Chapter 2: Installing Kafka Flashcards
By default, Kafka will automatically create a topic when a producer, consumer, or client attempts to interact with it. T/F
T
A company is going to manage their topic creation using Pulumi. What Kafa configuration needs to be set so that producers, consumers, and clients cannot accidentally create topics without using Pulumi?
auto.create.topics.enable = false
A majority of topics in a cluster will need a retention time of 2 hours. There are two ways of configuring Kafka to achieve this. What are they?
Set the retention time for each topic or set the default topic retention time
A Kafka cluster has automatic topic creation enabled. How can the Kafka cluster be configured so that every topic will have at least 10 partitions?

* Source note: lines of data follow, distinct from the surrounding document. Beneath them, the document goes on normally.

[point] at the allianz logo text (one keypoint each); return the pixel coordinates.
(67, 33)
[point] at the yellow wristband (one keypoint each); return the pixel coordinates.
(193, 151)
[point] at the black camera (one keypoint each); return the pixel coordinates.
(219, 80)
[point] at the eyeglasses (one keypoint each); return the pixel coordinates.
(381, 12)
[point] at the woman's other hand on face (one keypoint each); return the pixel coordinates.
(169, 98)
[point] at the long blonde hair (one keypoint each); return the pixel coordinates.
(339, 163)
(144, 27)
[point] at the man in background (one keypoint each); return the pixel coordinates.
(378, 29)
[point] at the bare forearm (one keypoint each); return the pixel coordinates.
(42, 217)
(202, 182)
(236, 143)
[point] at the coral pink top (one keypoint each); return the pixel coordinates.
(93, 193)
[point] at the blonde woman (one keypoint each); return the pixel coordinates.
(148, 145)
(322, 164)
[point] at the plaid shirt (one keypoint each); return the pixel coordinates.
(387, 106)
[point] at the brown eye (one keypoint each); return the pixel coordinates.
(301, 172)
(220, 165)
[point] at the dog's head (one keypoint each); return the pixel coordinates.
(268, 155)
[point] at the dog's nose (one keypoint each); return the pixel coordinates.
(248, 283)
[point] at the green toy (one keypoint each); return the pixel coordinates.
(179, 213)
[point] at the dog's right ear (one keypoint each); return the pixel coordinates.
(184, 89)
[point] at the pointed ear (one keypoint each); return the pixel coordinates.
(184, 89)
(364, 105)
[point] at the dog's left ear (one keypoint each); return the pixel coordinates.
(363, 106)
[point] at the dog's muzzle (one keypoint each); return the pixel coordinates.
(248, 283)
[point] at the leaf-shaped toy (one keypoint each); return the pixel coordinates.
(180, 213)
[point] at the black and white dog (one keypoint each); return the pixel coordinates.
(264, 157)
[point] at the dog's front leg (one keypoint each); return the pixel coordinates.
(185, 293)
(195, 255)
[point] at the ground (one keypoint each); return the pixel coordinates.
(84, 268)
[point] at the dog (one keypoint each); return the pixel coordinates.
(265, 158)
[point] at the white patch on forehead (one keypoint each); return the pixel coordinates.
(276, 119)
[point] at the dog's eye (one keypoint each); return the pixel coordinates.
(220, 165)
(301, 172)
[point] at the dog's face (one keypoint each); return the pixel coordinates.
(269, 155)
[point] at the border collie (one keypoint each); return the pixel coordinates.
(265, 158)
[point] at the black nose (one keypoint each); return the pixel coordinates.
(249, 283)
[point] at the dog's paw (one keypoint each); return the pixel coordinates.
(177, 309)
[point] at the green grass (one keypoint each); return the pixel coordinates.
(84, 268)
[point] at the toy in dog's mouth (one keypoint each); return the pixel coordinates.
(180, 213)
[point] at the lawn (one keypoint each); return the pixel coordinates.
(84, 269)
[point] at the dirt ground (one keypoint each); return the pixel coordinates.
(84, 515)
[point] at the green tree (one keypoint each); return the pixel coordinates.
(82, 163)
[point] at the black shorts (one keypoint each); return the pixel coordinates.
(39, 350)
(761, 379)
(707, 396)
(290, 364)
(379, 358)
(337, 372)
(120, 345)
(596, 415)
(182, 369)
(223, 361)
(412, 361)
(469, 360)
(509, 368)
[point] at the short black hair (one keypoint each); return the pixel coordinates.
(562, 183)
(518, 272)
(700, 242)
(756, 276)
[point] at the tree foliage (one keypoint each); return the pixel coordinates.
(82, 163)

Set the num.partitions parameter
A Kafka cluster is using the default configuration parameters. A topic is created automatically. How many partitions will this topic have?
One
It is possible to increase the number of partitions in an existing Kafka topic. T/F?
True
It is possible to decrease the number of partitions in an existing Kafka topic. T/F?
False
A Kafka cluster has the num.partitions parameter set to 10. How could I create a topic with only 5 partitions, without changing the num.partitions parameter?
Use manual topic creation
How could I ensure that message load is evenly distributed among brokers?
Set num.partitions to the number of brokers
How does the number of partitions affect throughput?
Throughput is maximized when the number of partitions is >= the number of brokers
How many consumers can read from a particular partition at once ?
Zero or one
Messages are being produced in the “foo” topic at a rate of 30 messages/second. A consumer of the “foo” topic can consume 10 messages per second. There are 5 of these consumers. How many partitions should the “foo” topic have in order to maximize throughput?
At least 3
You are planning out a new topic. The messages in this topic will be partitioned by key. You predict that you will need at least 10 partitions for maximum throughput in the short-term, but future changes could require as much as 100 partitions for maximum throughput. How should you configure the topic? Why?
Set the number of partitions to 100. Increasing the number of partitions later out would be challenging.
What are the negative consequences of using too many partitions?
Increased broker memory consumption. Increased time for leader elections.
What is the runtime software required to run ZooKeeper and Kafka?
Java
What are the ideal server counts in a ZooKeeper ensemble?
3, 5, or 7
Why should ZooKeeper ensembles use an odd server count?
Because a majority of members must be working in order to respond to requests
Why should a ZooKeeper ensemble not use a single server?
Because if that server went down, then the ensemble could not respond to requests
Why should a ZooKeeper ensemble not use 2 servers?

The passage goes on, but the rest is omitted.